Accessibility Barriers
Step-by-Step Task Segmentation
The User Reality: Some users struggle to intuitively break down broad, complex objectives (e.g., "Escape the room") into executable actions. When faced with an unstructured goal, the resulting cognitive paralysis often leads to total task abandonment. (NB anecdotal evidence during primary research suggests that more than 2-3 steps can lead to abandonment).
Research:
- Cognitive Load Theory (Sweller, 1988) emphasises that high-fidelity immersive environments consume substantial processing capacity. W3C COGA standards recommend separating each instruction to reduce errors for users with processing challenges.
- Miller's Law suggests that working memory typically holds approximately seven discrete items, though this capacity diminishes significantly under sensory stress or for individuals with specific learning profiles.
The Openality Standard
The system must act as a cognitive guide, granularly decomposing narratives into a linear sequence of actions. This ensures that users are never required to hold more than one active instruction in their working memory.
- Constraint: The system must not present complex, broad objectives without automatically breaking them down into single, immediate steps.

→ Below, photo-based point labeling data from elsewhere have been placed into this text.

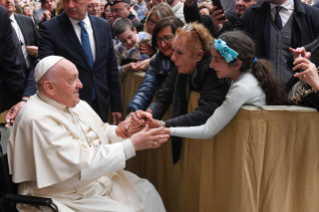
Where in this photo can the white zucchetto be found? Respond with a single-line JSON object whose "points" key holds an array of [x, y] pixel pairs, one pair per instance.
{"points": [[44, 65]]}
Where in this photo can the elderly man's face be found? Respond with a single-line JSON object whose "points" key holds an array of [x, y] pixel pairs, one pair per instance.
{"points": [[75, 9], [67, 84], [94, 8], [27, 11]]}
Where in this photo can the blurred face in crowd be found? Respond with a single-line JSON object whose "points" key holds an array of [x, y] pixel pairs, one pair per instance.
{"points": [[27, 11], [149, 4], [276, 2], [152, 20], [108, 13], [8, 4], [75, 9], [184, 59], [241, 5], [49, 5], [20, 4], [94, 8], [164, 41], [219, 64], [120, 10], [204, 11], [102, 3], [128, 38], [66, 87]]}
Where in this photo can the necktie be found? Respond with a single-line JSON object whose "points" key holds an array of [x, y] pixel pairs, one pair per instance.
{"points": [[277, 20], [87, 50], [20, 55]]}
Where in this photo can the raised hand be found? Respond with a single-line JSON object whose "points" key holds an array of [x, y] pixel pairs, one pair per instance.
{"points": [[309, 75]]}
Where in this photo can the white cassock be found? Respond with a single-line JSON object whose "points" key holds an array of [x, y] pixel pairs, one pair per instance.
{"points": [[79, 164]]}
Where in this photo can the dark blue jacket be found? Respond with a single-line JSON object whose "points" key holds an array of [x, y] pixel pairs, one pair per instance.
{"points": [[160, 66], [12, 78], [256, 22]]}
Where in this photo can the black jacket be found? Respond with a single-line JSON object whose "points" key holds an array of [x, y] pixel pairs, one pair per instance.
{"points": [[256, 22], [12, 78], [159, 68], [176, 90]]}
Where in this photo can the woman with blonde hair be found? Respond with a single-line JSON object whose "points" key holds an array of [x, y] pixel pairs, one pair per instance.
{"points": [[233, 56], [191, 56]]}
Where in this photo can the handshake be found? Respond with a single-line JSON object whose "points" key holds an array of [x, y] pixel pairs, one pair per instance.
{"points": [[145, 131]]}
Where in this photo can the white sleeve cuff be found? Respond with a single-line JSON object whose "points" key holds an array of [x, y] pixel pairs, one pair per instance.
{"points": [[128, 149]]}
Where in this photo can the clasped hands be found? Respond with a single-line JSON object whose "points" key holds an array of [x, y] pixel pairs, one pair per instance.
{"points": [[140, 125]]}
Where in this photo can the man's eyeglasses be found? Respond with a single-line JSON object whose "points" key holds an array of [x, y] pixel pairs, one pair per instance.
{"points": [[189, 28], [118, 10], [167, 39], [92, 6]]}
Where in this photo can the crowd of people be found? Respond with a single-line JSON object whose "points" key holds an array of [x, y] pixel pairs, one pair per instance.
{"points": [[59, 78]]}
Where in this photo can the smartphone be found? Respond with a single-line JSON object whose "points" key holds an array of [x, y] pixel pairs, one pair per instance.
{"points": [[300, 69], [219, 7], [136, 7]]}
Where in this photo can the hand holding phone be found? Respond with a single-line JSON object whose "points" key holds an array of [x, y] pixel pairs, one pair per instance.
{"points": [[219, 6]]}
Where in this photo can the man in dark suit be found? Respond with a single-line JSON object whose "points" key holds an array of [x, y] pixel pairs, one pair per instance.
{"points": [[12, 78], [122, 8], [27, 35], [86, 41], [276, 25]]}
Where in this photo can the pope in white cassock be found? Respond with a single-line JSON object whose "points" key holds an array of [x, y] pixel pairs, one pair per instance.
{"points": [[60, 148]]}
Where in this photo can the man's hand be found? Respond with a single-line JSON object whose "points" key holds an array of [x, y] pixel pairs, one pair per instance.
{"points": [[122, 129], [215, 16], [143, 65], [32, 50], [145, 48], [309, 75], [140, 118], [47, 15], [189, 3], [300, 52], [148, 139], [13, 111], [117, 117]]}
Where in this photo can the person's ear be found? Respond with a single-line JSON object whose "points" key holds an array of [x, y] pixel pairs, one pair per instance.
{"points": [[200, 55], [49, 87]]}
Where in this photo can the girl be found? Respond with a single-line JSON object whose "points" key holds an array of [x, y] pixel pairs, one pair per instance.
{"points": [[233, 56]]}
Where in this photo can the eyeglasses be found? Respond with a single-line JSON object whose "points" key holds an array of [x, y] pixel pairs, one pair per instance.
{"points": [[118, 10], [189, 28], [167, 39], [152, 22], [92, 6]]}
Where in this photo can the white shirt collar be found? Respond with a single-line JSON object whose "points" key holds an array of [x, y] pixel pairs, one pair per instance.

- Requirement: Design must prioritise the separation of each instruction into a single, manageable step.
Core Behaviours
- Linear Task Segmentation - Automatically breaks down complex objectives into a linear sequence of single-step instructions, ensuring users are never required to hold multiple tasks in working memory simultaneously.
Primary Interaction Patterns
- The Linear Flow System - A system that automatically advances the user through a predefined sequence of steps, only presenting one instruction at a time.